Fredrik Backman is unable to give a short answer.
He knows this, and I appreciate that! When his publicist said he had time for one last quick questions, and specified “one quick question, Fredrik,” he replied that no matter how quick the question, he could easily come up with a very long answer! This self-awareness made for a very entertaining author event at Powell’s on Sunday, June 11, 2017. The event began with Backman engaging in discussion with Emily Chenoweth, author of Hello Goodbye. What I heard of that part I enjoyed, but both Backman and Chenoweth started off soft-spoken and failed to hold the microphones very close while speaking. Sitting in the third row from the back, we missed most of what was said during this. However they caught on to the fact that not everyone could hear, and for the Q&A session they gave people in the audience the microphone to ask, which was super helpful!

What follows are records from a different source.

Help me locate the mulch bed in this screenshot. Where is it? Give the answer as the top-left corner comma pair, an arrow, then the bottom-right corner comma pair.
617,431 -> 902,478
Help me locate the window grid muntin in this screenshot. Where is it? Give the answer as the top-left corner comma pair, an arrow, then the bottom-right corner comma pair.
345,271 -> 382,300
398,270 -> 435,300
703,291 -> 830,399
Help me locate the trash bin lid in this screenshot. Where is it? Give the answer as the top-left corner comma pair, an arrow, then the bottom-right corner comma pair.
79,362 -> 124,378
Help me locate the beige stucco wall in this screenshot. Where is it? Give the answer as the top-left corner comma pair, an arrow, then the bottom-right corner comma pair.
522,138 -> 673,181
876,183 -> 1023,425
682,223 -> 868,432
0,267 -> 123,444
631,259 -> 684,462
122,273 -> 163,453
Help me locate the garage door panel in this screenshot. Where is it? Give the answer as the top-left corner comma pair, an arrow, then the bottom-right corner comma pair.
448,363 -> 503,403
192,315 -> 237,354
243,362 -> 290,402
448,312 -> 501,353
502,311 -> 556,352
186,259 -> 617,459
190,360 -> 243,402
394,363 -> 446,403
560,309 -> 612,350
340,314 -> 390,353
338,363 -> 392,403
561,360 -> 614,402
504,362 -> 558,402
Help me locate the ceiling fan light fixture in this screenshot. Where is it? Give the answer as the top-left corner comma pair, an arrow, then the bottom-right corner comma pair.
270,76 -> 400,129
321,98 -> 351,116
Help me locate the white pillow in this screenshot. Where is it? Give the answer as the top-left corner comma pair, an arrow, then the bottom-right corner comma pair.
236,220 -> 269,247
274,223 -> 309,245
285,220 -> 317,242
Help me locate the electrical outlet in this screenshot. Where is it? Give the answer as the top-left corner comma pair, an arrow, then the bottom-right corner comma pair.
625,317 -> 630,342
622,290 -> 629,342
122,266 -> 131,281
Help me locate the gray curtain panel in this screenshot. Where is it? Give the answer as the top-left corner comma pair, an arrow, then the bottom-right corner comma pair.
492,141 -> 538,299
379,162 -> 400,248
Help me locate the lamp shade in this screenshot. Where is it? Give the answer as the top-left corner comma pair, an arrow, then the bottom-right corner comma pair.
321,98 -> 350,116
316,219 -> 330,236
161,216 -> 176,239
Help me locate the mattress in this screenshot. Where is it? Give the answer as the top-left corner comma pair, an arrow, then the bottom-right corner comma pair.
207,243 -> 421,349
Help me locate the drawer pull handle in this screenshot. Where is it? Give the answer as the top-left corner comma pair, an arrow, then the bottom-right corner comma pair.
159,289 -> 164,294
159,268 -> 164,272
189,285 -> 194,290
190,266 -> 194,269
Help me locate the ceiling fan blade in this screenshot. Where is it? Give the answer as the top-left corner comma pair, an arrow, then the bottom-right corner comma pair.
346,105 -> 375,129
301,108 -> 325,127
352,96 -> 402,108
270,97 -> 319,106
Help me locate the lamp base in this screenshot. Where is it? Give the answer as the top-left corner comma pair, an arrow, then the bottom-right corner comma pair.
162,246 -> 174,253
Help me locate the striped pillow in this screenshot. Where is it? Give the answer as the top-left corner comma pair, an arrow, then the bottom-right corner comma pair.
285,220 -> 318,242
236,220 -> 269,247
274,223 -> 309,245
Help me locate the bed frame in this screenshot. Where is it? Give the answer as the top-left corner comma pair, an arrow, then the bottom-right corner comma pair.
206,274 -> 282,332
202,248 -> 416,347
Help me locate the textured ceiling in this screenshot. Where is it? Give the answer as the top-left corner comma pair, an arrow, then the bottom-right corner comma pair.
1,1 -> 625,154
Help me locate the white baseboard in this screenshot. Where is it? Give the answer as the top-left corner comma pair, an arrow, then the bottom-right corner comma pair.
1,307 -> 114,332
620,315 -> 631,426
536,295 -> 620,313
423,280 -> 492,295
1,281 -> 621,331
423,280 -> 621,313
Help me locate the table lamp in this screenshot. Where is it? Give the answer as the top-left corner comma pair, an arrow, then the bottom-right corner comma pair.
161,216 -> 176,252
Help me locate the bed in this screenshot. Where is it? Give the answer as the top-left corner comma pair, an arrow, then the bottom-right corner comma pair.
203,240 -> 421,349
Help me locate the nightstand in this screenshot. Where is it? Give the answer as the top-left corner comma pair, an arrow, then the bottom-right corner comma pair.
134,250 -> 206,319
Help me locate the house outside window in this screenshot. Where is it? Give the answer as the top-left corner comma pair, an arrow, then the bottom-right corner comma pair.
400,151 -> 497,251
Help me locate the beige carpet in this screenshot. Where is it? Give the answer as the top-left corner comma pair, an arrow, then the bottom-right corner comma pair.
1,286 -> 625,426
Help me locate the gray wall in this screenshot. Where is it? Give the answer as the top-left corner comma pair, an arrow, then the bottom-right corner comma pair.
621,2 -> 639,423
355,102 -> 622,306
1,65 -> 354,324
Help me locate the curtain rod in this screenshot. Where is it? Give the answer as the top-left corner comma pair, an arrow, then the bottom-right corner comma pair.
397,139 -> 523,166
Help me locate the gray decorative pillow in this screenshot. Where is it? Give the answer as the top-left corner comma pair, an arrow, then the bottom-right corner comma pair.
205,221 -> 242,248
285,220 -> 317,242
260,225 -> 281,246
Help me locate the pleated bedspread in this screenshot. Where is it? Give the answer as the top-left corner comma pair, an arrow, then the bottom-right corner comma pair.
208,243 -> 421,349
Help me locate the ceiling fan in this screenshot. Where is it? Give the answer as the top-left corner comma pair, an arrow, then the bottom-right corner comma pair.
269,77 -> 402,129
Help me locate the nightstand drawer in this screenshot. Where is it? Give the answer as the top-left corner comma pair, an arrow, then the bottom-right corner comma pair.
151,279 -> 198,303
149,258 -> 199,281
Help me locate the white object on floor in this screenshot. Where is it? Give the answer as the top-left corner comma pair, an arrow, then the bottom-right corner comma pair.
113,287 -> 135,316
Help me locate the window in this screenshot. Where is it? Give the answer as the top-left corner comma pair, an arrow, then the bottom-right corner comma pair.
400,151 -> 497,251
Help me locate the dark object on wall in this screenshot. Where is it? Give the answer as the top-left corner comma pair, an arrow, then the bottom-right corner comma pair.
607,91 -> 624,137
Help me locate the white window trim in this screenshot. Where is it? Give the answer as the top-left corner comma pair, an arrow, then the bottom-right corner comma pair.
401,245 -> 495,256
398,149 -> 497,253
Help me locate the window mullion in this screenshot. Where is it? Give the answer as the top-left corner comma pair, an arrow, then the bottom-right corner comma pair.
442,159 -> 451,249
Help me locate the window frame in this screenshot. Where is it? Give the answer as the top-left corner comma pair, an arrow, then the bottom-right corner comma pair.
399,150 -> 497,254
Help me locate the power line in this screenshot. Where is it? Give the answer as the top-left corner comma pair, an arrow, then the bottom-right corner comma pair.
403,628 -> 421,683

The Powell’s event was to celebrate Backman’s newest book, Beartown, which he described as being about a small town, hockey, and good people doing terrible things. A terrible sex crime takes place and the town doesn’t know how to react (full disclosure: I haven’t had a chance to read it yet, so my synopsis is based off of what they talked about at the event). Backman said he wanted to keep everything about it in the gray, to have no black and white, and to explore his own hypocrisy–he still roots for sports players that are incredible athletes, even when he knows they have done terrible things.
After reading A Man Called Ove, Backman’s 2012 international bestseller, I was very excited to attend. My mom is a huge fan of Backman, and has read all of his work, and tried to get me to read Ove years before Imaginary Book Club did, but with my ever-growing TBR pile I neglected to do so. Knowing how much she loves the book, I was able to get her a copy of A Man Called Ove and have Backman sign it. When I told him it was for my mom, and that she is a huge fan, he actually drew a little doodle for her! He was very sweet about it, and seems to really appreciate his fans rather than taking them for granted.
In Sweden, Backman began learning English at a young age, so he is fluent. An audience member asked about his part in the translation process, and he said that he leaves it to the experts. He also noted that he feels it is easier to translate from a language that has fewer adjectives to a language that has many adjectives than vice versa. English has a lot more adjectives than Swedish does, and maybe that’s why he is able to convey emotions so well through his writings!
When someone asked why he chose to write a book about Britt-Marie, he said he liked how complicated she was, and that he had his wife read a draft of Britt-Marie Was Here and said “oh, you wrote about yourself!”
Apparently Backman and Britt-Marie are both stubborn, unable to let things go, and passive aggressive.
Backman even stated that he is incredibly difficult to work with…according to everyone he has ever worked with. Hey, write what you know, right? But Backman came across as a very emphatic guy who doesn’t assume he can write about the experiences of others. He spoke of talking with the people in his life who have had those experiences, and having those conversations inform his writing. As someone who has gotten frustrated more than once at male authors assuming they can understand the female mind, I appreciated that! All of Backman’s answers were very deliberate and grounded in his feelings for the art of writing, and, though long-winded, provided a window into how he brings his characters to life.
In our discussion of A Man Called Ove at Imaginary Book Club, we discussed how surprised many readers are when they got to the end of the book and realized how emotionally invested they were in the curmudgeonly Ove! Backman can write emotions so well you begin to view his characters as your own neighbors, their troubles as your own hurdles. I loved how he would start to answer a question, get distracted in his answer, and often fail to truly address the questions at all, while still conveying to all of us present that the art of writing is hard, and scary, and personal, and wonderful all in one go.
Sometimes you go to an author event and end up very disappointed – the author came across as condescending, they hated the parts of the book you loved, they were an hour late and didn’t apologize – but sometimes you go to an author event and come away liking the author even more, and looking forward to reading more of their work.
After listening to and meeting Fredrik Backman (while wearing my Imaginary Book Club shirt, nonetheless!), I can’t wait to read all the rest of his books, and I will continue to recommend his works to my friends.